Creating an individual path for each code would allow my code to be extremely easy to follow at a glance, which in turn will help me out later on down the road when debugging or making changes. The downside to this is that I will increase the amount of code written by calling some of the same functions in multiple places (for example, steps 3, 5, and 9 for every single code may be exactly the same.
Creating a single path that would branch out only when required will be a bit messier and more difficult to follow at a glance, but I would create less code by placing conditionals only at steps that are unique.
I realize that this may be a case-by-case decision, but in general, if you were handed a previously built program to work on, which would you prefer?
Edit: I've drawn some simple images to help express it. Codes 1/2/3 are the variables and the lines under them represent the paths they would take. All of these steps need to be performed in a linear chronological fashion, so there would be a function to essentially just call other functions in the proper order.
Different Paths
Single Path
Creating a single path that would
branch out only when required will be
a bit messier and more difficult to
follow at a glance, but I would create
less code by placing conditionals only
at steps that are unique.
Im not buying this statement. There is a level of finesse when deciding when to write new functions. Functions should be as simple and reusable as possible (but no simpler). The correct answer is almost never 'one big file that does a lot of branching'.
Less LOC (lines of code) should not be the goal. Readability and maintainability should be the goal. When you create functions, the names should be self documenting. If you have a large block of code, it is good to do something like
function doSomethingComplicated() {
stepOne();
stepTwo();
// and so on
}
where the function names are self documenting. Not only will the code be more readable, you will make it easier to unit test each segment of the code in isolation.
For the case where you will have a lot of methods that call the same exact methods, you can use good OO design and design patterns to minimize the number of functions that do the same thing. This is in reference to your statement "The downside to this is that I will increase the amount of code written by calling some of the same functions in multiple places (for example, steps 3, 5, and 9 for every single code may be exactly the same."
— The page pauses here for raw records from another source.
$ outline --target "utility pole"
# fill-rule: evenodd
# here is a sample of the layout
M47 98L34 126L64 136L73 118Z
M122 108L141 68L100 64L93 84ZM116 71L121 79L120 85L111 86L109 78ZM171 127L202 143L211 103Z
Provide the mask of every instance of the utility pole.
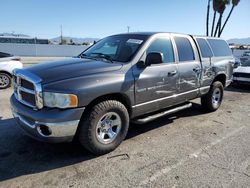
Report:
M129 30L130 30L130 26L127 26L127 29L128 29L128 33L129 33Z
M63 44L63 37L62 37L62 25L60 26L61 29L61 44Z

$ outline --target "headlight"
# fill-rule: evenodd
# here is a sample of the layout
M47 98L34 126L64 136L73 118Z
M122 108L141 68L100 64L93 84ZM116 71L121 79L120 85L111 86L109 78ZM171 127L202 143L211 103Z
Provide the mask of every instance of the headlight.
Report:
M77 107L78 99L74 94L44 92L43 103L47 107L72 108Z

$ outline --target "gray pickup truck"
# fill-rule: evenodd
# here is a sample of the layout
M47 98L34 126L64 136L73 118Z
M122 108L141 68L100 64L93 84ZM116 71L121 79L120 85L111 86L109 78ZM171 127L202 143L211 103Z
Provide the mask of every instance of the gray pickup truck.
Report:
M201 98L219 108L234 58L218 38L176 33L109 36L78 57L14 71L11 108L35 139L77 138L104 154L126 137L129 122L145 123L191 107Z

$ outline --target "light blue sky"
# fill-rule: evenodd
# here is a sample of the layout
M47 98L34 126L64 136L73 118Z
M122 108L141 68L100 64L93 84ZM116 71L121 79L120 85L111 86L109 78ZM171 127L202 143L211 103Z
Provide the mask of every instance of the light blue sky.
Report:
M53 38L62 24L63 35L72 37L102 38L126 32L127 26L135 32L204 35L206 6L207 0L3 0L0 33ZM241 0L222 37L250 37L249 18L250 0Z

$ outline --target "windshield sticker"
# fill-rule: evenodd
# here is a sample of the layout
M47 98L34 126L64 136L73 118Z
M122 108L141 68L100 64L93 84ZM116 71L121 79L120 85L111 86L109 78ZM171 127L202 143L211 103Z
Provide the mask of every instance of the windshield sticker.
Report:
M138 40L138 39L128 39L128 43L134 43L134 44L141 44L143 40Z

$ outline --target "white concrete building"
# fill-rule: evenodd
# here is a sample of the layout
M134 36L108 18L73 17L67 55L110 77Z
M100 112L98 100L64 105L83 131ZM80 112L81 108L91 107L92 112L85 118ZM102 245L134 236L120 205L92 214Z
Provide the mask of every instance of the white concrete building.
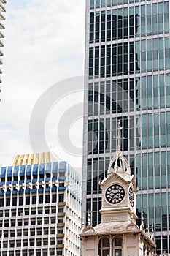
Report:
M1 256L80 255L81 178L47 160L18 156L0 169Z

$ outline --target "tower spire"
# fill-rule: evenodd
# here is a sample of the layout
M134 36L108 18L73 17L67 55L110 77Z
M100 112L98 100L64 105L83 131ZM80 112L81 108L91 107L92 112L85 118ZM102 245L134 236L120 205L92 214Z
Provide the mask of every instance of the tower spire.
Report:
M121 143L121 135L120 135L120 130L122 129L122 127L120 127L120 120L118 120L118 127L117 127L117 150L120 151L120 143Z

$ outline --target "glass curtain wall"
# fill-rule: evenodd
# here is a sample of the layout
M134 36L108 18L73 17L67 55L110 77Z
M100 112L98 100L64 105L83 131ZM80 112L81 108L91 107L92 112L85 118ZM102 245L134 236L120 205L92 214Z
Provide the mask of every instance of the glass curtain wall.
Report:
M101 222L99 180L122 150L139 192L140 223L170 252L169 1L86 0L82 211Z

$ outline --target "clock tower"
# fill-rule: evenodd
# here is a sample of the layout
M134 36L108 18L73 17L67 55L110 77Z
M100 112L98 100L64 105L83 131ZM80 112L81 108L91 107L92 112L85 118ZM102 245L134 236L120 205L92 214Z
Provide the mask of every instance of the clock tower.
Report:
M107 177L100 184L102 190L101 222L136 222L136 195L137 189L126 158L120 150L120 129L118 124L117 151L112 159Z
M135 179L126 158L120 150L120 123L117 147L110 161L107 177L100 186L102 204L101 223L90 225L90 214L86 227L82 225L82 256L153 256L156 247L153 230L151 236L145 233L143 218L140 227L136 224Z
The biggest danger in starting with one big block of code is that it will never actually get refactored into smaller units. Just start down the right path to begin with....
EDIT --
for your picture, I would create a base-class with all of the common methods that are used. The base class would be abstract, with an abstract method. Subclasses would implement the abstract method and use the common functions they need. Of course, replace 'abstract' with whatever your language of choice provides.
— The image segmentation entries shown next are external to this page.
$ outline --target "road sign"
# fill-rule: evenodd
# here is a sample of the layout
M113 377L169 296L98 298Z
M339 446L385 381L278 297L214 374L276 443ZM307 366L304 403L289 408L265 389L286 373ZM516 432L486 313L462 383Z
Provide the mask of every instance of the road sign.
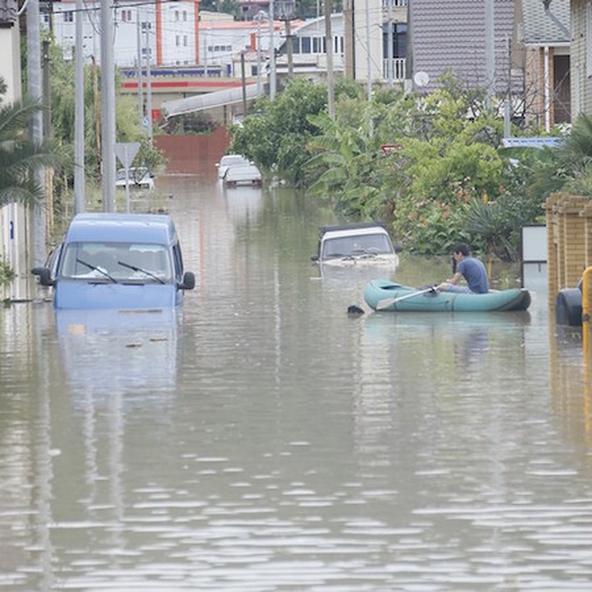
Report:
M124 169L128 169L140 150L140 142L116 142L115 155Z
M538 138L503 138L501 145L504 148L556 148L565 141L564 138L556 136Z

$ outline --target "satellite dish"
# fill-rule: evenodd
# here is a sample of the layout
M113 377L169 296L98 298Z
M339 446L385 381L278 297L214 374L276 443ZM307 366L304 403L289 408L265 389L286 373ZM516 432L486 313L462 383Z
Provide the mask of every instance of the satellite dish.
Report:
M425 86L430 81L430 77L427 75L427 72L420 70L415 73L413 76L413 82L417 86Z

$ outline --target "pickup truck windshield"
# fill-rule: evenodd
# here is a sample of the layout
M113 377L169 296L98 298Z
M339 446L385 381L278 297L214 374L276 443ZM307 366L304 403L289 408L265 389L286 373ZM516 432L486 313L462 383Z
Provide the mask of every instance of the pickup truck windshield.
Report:
M70 243L59 276L113 283L170 284L172 265L166 247L133 243Z

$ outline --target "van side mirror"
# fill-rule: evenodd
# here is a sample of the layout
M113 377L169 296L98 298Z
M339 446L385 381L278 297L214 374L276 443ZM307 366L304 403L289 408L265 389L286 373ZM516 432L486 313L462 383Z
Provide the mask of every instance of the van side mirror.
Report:
M39 283L42 286L53 286L55 282L52 279L52 272L47 267L35 267L31 270L33 275L39 276Z
M183 274L183 281L179 284L181 290L192 290L195 287L195 275L191 271L186 271Z

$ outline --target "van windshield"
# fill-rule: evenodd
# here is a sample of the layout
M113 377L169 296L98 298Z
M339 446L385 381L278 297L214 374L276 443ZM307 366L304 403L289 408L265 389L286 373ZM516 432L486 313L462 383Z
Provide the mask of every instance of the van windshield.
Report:
M170 284L170 258L165 245L137 243L70 243L60 277L114 283Z

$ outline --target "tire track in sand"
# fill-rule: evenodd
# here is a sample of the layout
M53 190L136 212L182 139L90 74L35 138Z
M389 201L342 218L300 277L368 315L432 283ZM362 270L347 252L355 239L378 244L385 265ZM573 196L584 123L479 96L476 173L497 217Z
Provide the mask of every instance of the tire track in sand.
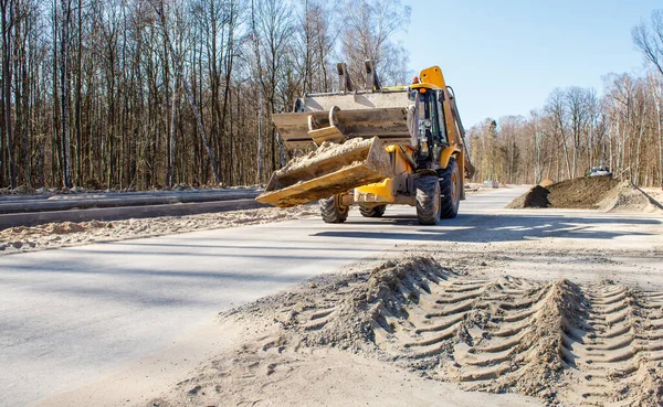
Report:
M551 404L659 406L663 398L663 292L473 279L421 258L319 292L291 321L308 345L372 346L469 390Z

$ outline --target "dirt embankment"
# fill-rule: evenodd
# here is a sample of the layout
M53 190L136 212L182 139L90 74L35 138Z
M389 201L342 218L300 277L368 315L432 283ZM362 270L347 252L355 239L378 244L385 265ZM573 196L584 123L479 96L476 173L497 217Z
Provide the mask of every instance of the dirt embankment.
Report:
M464 390L518 393L548 405L659 406L662 309L663 292L612 281L481 278L427 257L389 260L224 313L272 330L255 331L256 342L148 405L288 400L287 392L293 403L288 383L314 372L305 361L336 367L334 352L341 351Z
M548 180L549 181L549 180ZM555 207L606 212L660 212L663 206L629 181L607 176L567 180L536 185L507 208Z
M17 251L80 246L176 233L225 228L318 215L317 206L221 212L189 216L164 216L113 222L63 222L0 231L0 256Z

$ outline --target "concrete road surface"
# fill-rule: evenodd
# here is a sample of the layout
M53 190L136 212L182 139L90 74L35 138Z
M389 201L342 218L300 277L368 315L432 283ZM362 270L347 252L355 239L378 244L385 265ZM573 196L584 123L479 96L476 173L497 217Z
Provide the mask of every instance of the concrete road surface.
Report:
M591 222L572 211L502 211L525 190L471 195L439 226L420 226L413 208L397 206L381 219L355 212L343 225L311 218L0 257L0 405L96 382L223 309L394 245L564 237L575 233L565 219Z

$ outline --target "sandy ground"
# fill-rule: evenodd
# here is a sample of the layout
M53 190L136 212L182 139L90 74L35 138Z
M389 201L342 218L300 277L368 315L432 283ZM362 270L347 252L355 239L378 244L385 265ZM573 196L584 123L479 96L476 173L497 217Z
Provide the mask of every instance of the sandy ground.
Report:
M483 227L225 311L41 405L660 406L663 216L517 210Z
M0 256L50 248L80 246L94 242L115 242L162 236L192 231L303 218L318 214L315 205L290 208L267 207L189 216L162 216L113 222L63 222L0 231Z
M80 400L126 389L134 406L660 406L663 216L512 212L543 211L560 214L548 236L504 225L490 243L408 245L223 312L213 329L234 339L158 396L134 375Z

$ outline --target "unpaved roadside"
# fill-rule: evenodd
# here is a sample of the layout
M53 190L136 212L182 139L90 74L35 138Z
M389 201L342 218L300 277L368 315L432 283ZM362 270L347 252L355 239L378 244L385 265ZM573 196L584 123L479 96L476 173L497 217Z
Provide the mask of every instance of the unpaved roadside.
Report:
M62 222L32 227L10 227L0 231L0 256L20 251L80 246L95 242L116 242L193 231L257 225L304 218L317 214L317 206L308 205L188 216L161 216L113 222Z
M440 251L224 313L241 344L143 406L660 405L661 250Z
M663 216L462 225L224 312L236 342L169 383L124 373L43 405L659 405Z

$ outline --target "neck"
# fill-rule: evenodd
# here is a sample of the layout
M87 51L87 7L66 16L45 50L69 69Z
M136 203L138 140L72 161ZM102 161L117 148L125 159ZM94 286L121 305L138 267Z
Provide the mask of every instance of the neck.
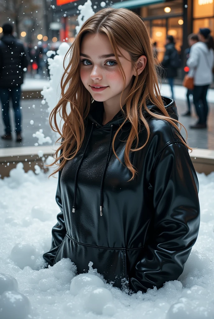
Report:
M121 105L122 107L125 104L125 100L129 93L131 86L132 81L128 86L125 89L122 94L121 98ZM121 109L120 102L121 96L121 93L120 93L103 102L104 112L103 113L103 125L105 125L112 120Z

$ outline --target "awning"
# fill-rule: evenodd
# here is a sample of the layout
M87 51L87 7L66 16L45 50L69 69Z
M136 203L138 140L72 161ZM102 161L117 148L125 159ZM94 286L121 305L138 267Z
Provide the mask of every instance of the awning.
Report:
M155 3L165 2L165 0L127 0L127 1L116 2L112 5L114 8L139 8L143 5L148 5Z

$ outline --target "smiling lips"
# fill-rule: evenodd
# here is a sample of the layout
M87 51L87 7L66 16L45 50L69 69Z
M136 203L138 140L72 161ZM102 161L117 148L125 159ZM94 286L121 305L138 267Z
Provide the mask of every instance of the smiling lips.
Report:
M89 86L91 88L91 89L94 92L100 92L101 91L103 91L105 89L106 89L108 86L102 86L101 85L94 85Z

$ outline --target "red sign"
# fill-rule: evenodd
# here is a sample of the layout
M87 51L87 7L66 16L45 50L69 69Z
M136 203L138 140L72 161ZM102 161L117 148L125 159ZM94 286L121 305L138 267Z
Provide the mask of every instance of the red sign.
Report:
M79 0L56 0L56 5L61 5L62 4L65 4L67 3L76 2L78 1Z

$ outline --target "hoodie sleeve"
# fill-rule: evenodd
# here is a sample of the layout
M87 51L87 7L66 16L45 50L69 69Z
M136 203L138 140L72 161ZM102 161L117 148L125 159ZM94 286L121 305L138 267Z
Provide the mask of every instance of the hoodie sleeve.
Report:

You should always err on the side of generalization, with the only exception being early prototyping (where throughput of generating working stuff is majorly impacted by designing correct abstractions/generalizations). having said that, you should NEVER leave that mess of non-generalized cloned branches past the early prototype stage, as it leads to messy hard to maintain code (if you are doing almost the same thing 3 different times, and need to change that thing, you're almost sure to forget to change 1 out of 3).
Again it's hard to specifically answer such an open ended question, but I believe you don't have to sacrifice one for the other.
OOP techniques solves this issue by allowing you to encapsulate the reusable portions of your code and generate child classes to handle object specific behaviors.
Personally I think you might (if possible by your API) create inherited forms, create them on fly on master form (with tabs), pass agruments and embed in tab container.
When to inherit form and when to decide to use arguments (code) to show/hide/add/remove functionality is up to you, yet master form should contain only decisions and argument passing and embeddable forms just plain functionality - this way you can separate organisation from implementation.